“The Dinner Party” by Brenda Janowitz was a thought-provoking novel. The plot involves a dinner party given as a Seder Supper. Rebecca Gold of Greenwich has been dating Henry Rothschild for about three months and asks her mother if she may bring Henry as a guest at the family Seder. Sylvia is ecstatic and determined to make this dinner perfect in every way. The Rothschilds are an extremely upper crust Jewish family and Becca’s mother wants to make a good impression. She goes all out to spruce up the house, investigates the Rothschilds on-line to make sure she knows all about them. Even though the family loves the Seder suppers that Sylvia has prepared before, she decides to hire a chef to make it an even more memorable evening. She invites her other daughter Sarah and her boyfriend Joe and even Joe’s very Italian mother. Even though much money has been spent and much planning has gone into making this a dinner to remember, everything falls apart. Eventually, all present come to realize that it isn’t the dinner itself or the table decorations, or the wine or anything else but good old family togetherness that is the most important thing.
I found this novel entertaining and humorous. I saw myself somewhat in Sylvia. Sometimes I try to hard to make everything perfect. It was quite revealing to read this book and discover what I already knew…family is everything.
This Passover Seder is not just any Passover Seder. Yes, there will be a quick service and then a festive meal afterwards, but this night is different from all other nights. This will be the night the Golds of Greenwich meet the Rothschilds of New York City.
The Rothschilds are the stuff of legends. They control banks, own vineyards in Napa, diamond mines in Africa, and even an organic farm somewhere in the Midwest that produces the most popular Romaine lettuce consumed in this country. And now, Sylvia Gold's daughter is dating one of them.
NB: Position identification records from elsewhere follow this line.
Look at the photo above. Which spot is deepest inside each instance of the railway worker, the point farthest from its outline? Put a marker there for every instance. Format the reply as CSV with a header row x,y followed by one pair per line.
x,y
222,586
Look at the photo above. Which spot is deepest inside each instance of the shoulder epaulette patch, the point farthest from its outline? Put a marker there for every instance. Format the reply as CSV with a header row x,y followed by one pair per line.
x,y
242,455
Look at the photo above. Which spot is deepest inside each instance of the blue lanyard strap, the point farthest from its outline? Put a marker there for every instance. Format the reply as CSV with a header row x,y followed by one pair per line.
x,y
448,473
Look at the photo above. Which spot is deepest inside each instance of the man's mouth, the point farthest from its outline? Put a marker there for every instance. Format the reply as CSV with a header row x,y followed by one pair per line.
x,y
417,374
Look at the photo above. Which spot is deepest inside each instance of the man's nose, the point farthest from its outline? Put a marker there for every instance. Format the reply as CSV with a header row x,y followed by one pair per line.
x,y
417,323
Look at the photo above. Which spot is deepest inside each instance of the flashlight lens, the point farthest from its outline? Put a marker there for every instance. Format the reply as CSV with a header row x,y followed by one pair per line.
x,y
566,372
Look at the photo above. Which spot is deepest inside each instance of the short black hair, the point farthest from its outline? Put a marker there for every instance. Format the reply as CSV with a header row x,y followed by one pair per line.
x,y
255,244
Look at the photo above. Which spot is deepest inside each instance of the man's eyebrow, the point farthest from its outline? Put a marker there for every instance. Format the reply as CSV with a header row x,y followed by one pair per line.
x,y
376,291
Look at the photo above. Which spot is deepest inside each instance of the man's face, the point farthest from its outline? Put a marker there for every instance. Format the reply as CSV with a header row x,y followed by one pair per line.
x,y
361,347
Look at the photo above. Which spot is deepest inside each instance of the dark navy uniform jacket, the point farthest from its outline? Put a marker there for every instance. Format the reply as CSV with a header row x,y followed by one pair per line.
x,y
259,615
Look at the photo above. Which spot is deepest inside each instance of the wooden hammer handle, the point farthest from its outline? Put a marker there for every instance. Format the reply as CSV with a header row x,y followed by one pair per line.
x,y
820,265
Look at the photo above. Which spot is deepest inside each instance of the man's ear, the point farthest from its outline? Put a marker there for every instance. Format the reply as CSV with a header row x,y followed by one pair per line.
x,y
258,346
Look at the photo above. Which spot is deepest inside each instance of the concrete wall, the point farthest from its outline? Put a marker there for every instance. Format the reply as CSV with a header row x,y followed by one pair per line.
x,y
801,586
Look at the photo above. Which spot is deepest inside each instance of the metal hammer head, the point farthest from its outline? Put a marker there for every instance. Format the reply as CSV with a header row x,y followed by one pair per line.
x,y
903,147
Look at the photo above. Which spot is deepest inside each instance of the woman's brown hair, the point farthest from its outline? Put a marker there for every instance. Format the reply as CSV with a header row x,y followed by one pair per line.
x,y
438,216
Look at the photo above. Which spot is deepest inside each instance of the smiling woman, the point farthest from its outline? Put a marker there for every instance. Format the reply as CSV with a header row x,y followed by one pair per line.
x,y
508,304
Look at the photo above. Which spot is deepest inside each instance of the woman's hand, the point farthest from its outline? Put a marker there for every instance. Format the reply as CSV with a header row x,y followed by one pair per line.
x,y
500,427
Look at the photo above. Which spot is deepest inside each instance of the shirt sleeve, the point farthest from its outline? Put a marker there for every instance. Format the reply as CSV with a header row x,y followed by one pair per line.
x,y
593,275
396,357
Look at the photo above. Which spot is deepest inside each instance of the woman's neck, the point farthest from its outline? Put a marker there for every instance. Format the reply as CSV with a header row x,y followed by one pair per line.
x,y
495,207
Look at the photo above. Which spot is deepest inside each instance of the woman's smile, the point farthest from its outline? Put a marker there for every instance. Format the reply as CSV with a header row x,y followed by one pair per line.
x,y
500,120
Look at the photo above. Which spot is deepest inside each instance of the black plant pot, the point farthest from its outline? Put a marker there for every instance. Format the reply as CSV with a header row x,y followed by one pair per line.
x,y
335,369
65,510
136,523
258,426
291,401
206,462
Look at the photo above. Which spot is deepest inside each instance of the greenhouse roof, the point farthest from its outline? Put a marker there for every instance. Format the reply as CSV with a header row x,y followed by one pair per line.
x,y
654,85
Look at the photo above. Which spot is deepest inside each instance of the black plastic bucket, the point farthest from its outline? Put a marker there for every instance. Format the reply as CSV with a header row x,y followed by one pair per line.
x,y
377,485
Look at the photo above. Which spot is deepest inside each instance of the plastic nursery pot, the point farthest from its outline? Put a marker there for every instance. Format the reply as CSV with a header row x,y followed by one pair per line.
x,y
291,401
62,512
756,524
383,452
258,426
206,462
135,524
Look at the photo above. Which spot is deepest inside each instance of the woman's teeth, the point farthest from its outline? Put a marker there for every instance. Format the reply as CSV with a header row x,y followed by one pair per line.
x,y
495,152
When Sylvia finds out that her youngest of three is going to bring her new boyfriend to the Seder, she's giddy. When she finds out that his parents are coming, too, she darn near faints. Making a good impression is all she thinks about. Well, almost. She still has to consider her other daughter, Sarah, who'll be coming with her less than appropriate beau and his overly dramatic Italian mother. But the drama won't stop there. Because despite the food and the wine, despite the new linen and the fresh flowers, the holidays are about family. Long forgotten memories come to the surface. Old grievances play out. And Sylvia Gold has to learn how to let her family go.